Continuous and bimonthly publication
ISSN (on-line): 1806-3756

Licença Creative Commons
7023
Views
Back to summary
Open Access Peer-Reviewed
Artigo Original

Hospitalizations for asthma: impact of a program for the control of asthma and allergic rhinitis in Feira de Santana, Brazil

Hospitalizações por asma: impacto de um programa de controle de asma e rinite alérgica em Feira de Santana (BA)

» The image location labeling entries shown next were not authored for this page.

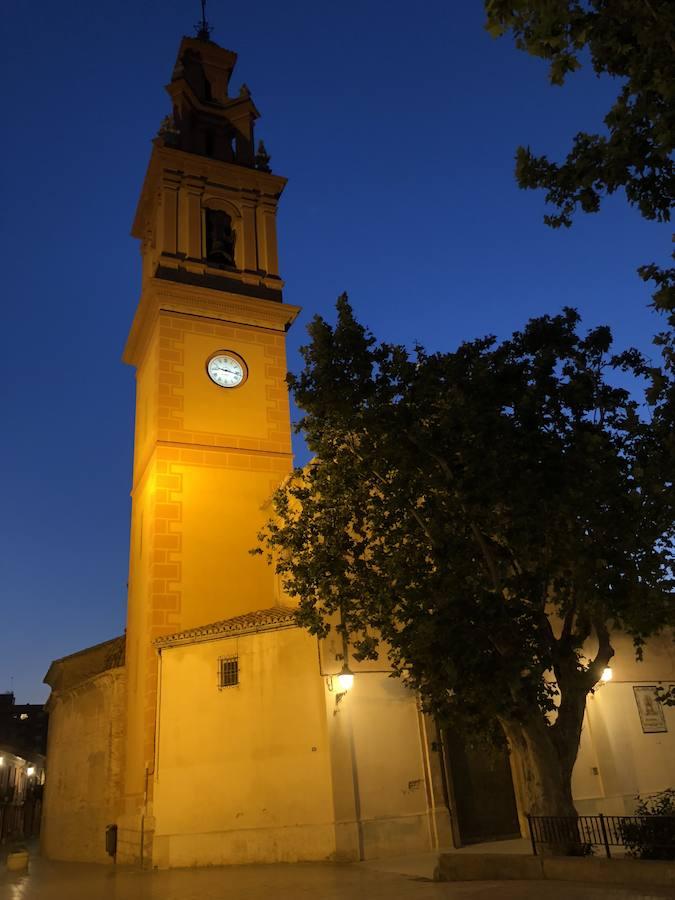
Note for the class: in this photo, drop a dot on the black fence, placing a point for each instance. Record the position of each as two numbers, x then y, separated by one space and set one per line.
650 837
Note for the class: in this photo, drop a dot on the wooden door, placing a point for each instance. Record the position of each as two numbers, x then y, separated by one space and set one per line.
483 802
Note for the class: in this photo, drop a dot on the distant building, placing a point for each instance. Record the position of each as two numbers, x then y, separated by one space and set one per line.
217 731
23 725
23 744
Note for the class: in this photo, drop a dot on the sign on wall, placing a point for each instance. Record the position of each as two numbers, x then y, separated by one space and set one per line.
651 711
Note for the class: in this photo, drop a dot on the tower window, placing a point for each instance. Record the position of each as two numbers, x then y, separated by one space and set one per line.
220 237
228 671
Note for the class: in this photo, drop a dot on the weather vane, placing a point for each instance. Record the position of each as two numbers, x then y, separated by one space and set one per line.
203 28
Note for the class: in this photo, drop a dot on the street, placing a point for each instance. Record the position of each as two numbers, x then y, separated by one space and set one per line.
358 881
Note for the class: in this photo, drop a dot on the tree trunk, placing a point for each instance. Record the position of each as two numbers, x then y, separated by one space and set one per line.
544 783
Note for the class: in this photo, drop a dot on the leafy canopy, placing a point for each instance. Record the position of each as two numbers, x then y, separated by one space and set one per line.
484 511
632 41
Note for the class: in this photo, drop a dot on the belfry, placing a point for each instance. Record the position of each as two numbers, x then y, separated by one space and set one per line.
215 731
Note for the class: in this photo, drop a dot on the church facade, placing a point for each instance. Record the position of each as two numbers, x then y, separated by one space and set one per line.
216 731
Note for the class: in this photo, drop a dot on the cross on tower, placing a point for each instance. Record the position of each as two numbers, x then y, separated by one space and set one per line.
203 28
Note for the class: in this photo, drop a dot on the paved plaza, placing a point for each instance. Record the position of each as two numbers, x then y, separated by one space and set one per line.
303 881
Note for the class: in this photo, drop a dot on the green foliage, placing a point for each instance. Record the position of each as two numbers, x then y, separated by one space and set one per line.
484 511
632 41
652 834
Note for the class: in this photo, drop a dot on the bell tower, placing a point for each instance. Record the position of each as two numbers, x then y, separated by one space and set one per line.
212 431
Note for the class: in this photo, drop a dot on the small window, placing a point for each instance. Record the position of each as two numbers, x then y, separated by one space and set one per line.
228 671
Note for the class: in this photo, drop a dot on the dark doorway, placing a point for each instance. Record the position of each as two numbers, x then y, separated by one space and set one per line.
481 792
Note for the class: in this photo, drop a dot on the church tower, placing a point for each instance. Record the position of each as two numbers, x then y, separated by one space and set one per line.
212 431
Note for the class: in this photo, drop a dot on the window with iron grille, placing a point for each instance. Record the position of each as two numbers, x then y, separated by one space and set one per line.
228 671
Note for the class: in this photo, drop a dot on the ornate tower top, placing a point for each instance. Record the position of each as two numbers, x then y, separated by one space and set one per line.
206 119
206 217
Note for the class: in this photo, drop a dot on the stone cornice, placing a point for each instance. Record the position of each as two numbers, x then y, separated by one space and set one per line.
273 619
160 294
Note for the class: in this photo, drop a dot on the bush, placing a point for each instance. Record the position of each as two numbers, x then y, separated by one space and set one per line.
650 833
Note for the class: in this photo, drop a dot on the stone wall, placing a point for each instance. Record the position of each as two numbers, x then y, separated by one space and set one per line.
84 767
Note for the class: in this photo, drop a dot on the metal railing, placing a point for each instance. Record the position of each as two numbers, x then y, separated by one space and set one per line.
583 833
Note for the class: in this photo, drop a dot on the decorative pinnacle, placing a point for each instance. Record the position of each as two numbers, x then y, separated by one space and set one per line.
203 28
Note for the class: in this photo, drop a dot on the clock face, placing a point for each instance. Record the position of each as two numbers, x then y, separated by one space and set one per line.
226 370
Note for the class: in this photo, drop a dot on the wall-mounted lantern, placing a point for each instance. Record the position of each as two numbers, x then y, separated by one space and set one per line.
341 683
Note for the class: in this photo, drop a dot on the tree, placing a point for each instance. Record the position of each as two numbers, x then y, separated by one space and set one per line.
632 41
492 514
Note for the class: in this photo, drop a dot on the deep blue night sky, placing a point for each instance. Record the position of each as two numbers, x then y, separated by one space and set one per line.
396 126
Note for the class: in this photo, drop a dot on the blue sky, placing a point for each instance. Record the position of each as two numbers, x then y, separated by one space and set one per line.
397 130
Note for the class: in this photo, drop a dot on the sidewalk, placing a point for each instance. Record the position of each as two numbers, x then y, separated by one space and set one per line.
375 880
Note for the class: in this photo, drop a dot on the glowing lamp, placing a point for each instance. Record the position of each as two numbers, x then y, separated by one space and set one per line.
345 679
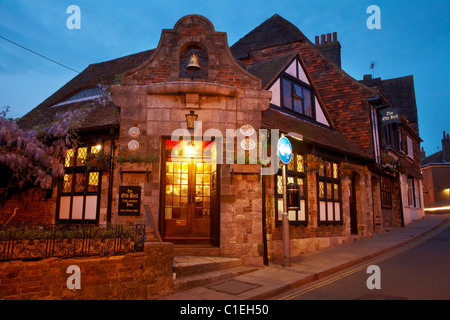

Heli Vieira Brandão, Constança Margarida Sampaio Cruz, Ivan da Silva Santos Junior, Eduardo Vieira Ponte, Armênio Guimarães, Álvaro Augusto Cruz

ABSTRACT

Objective: To evaluate the impact of the Programa de Controle da Asma e Rinite Alérgica em Feira de Santana (ProAR-FS, Program for the Control of Asthma and Allergic Rhinitis in Feira de Santana) on the frequency of hospitalizations for asthma in patients monitored at a referral center for one year. Methods: This was a historical control study involving 253 consecutive patients with asthma, ages ranging from 4 to 76 years. We compared the frequency of hospital admissions and visits to the emergency room (ER) in the 12 months prior to and after their admission to the ProAR-FS. During the program, patients received free treatment, including inhaled medications and education on asthma. Demographic and socioeconomic aspects were also assessed. Results: There was a significant reduction in the number of hospitalizations (465 vs. 21) and of visits to the ER (2,473 vs. 184) after their admission to ProAR-FS (p < 0.001 for both). Of the 253 patients who had been hospitalized and had had ER visits within the year prior to the admission to ProAR-FS, only 16 were hospitalized and 92 visited the ER during the follow-up year, representing a reduction of 94% and 64%, respectively. Conclusions: Implementing a referral center for the treatment of asthma and rhinitis in the Unified Health Care System, with the free distribution of inhaled corticosteroids and the support of an education program, is a highly effective strategy for the control of asthma.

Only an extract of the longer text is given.